A major brushfire in the Oakland Hills last October was a scarcely needed reminder of the perennial fire risk in the East Bay Hills. At Berkeley Lab, that risk is addressed, in part, with goats. Every summer, when the grass is dry, a herd of 300 or so is brought in from Goats R Us in Orinda to munch away at the undergrowth on the steep hills of the 200-acre federal property. It’s a low-tech method to protect one of the highest tech facilities in the world.
Why not use machinery instead? Berkeley Lab Fire Marshal Mike Torkelson explains that goats are more efficient. For starters, he says, “they take the vegetation and turn it into fertilizer, which they leave here for us. Next year’s grass grows back just fine, and they’re relatively low impact. Putting machinery on the hillside can do considerable damage.”

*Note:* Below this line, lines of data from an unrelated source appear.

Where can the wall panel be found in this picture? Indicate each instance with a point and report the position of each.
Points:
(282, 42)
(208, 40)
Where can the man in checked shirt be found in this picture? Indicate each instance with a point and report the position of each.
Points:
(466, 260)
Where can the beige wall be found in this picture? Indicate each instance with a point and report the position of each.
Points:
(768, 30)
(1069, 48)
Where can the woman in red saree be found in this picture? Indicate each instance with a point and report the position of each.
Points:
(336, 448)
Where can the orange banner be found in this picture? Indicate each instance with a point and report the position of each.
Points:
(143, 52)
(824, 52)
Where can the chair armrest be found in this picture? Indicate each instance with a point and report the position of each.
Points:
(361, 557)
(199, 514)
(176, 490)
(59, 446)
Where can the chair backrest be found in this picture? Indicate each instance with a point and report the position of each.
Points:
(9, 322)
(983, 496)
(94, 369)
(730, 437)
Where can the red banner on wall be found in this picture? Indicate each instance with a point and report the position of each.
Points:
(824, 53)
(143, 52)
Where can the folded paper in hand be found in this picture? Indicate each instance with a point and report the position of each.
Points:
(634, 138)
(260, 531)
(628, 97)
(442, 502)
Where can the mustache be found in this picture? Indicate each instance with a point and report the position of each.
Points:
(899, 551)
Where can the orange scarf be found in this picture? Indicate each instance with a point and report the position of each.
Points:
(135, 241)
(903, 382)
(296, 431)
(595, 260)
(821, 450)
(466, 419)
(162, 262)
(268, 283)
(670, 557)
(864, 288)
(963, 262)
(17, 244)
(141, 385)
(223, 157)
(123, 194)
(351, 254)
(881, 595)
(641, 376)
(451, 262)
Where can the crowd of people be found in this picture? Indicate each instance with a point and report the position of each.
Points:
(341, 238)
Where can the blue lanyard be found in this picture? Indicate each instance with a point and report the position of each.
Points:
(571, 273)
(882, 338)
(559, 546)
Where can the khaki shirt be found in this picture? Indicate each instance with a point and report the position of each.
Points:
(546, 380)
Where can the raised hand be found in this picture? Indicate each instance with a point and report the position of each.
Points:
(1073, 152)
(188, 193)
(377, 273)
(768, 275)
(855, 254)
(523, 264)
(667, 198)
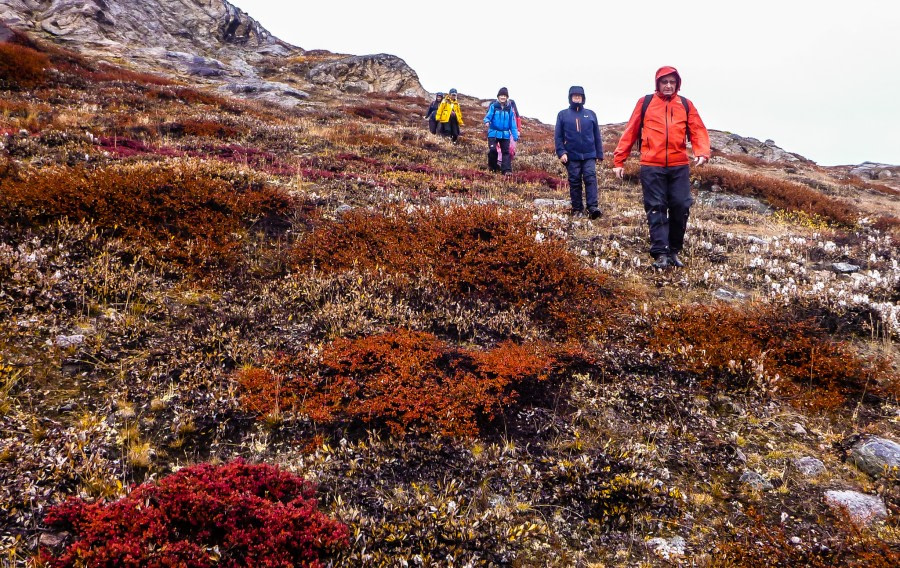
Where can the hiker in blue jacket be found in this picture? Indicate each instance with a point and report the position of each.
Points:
(578, 146)
(500, 122)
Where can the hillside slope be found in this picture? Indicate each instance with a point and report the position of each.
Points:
(471, 376)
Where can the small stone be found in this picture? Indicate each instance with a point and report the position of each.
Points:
(69, 340)
(540, 202)
(723, 404)
(52, 540)
(862, 508)
(844, 268)
(729, 295)
(877, 456)
(667, 548)
(756, 481)
(809, 466)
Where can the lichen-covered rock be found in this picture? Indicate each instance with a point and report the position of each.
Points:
(862, 508)
(755, 481)
(879, 457)
(809, 466)
(381, 73)
(732, 144)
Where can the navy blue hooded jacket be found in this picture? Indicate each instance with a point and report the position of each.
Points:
(578, 131)
(501, 119)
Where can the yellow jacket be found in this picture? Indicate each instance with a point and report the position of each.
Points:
(447, 107)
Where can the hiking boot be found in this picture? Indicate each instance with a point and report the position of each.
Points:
(661, 262)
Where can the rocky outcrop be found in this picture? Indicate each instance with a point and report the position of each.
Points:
(863, 509)
(367, 74)
(873, 171)
(118, 27)
(207, 41)
(879, 457)
(732, 144)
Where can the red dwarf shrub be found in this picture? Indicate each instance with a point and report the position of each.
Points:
(474, 252)
(21, 67)
(185, 214)
(404, 380)
(763, 543)
(782, 194)
(205, 129)
(230, 515)
(541, 177)
(738, 347)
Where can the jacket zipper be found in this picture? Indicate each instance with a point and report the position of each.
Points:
(666, 149)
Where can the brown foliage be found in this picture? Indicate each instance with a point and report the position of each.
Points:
(21, 67)
(764, 544)
(187, 215)
(782, 194)
(207, 129)
(379, 112)
(738, 347)
(888, 224)
(475, 253)
(403, 380)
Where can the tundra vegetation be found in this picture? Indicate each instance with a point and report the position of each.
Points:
(240, 335)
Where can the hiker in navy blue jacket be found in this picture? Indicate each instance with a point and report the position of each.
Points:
(500, 122)
(579, 146)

Goats also have the benefit of not throwing sparks and risking combustion. And their efficiency is hard to overstate: Domestic goats (Capra hircus) are voracious foragers, eating everything from grasses to poison oak to blackberry brambles. They even climb trees and chomp away at the leaves.
The downsides, to the extent there are any, are manageable. Cyclotron Road may be temporarily blocked as the herd is moved. And, occasionally, Torkelson says, a goat “will get stuck in a tree” or “gets outside the fence,” but in the end, they’re both effective and extremely popular—morale boosters on hooves.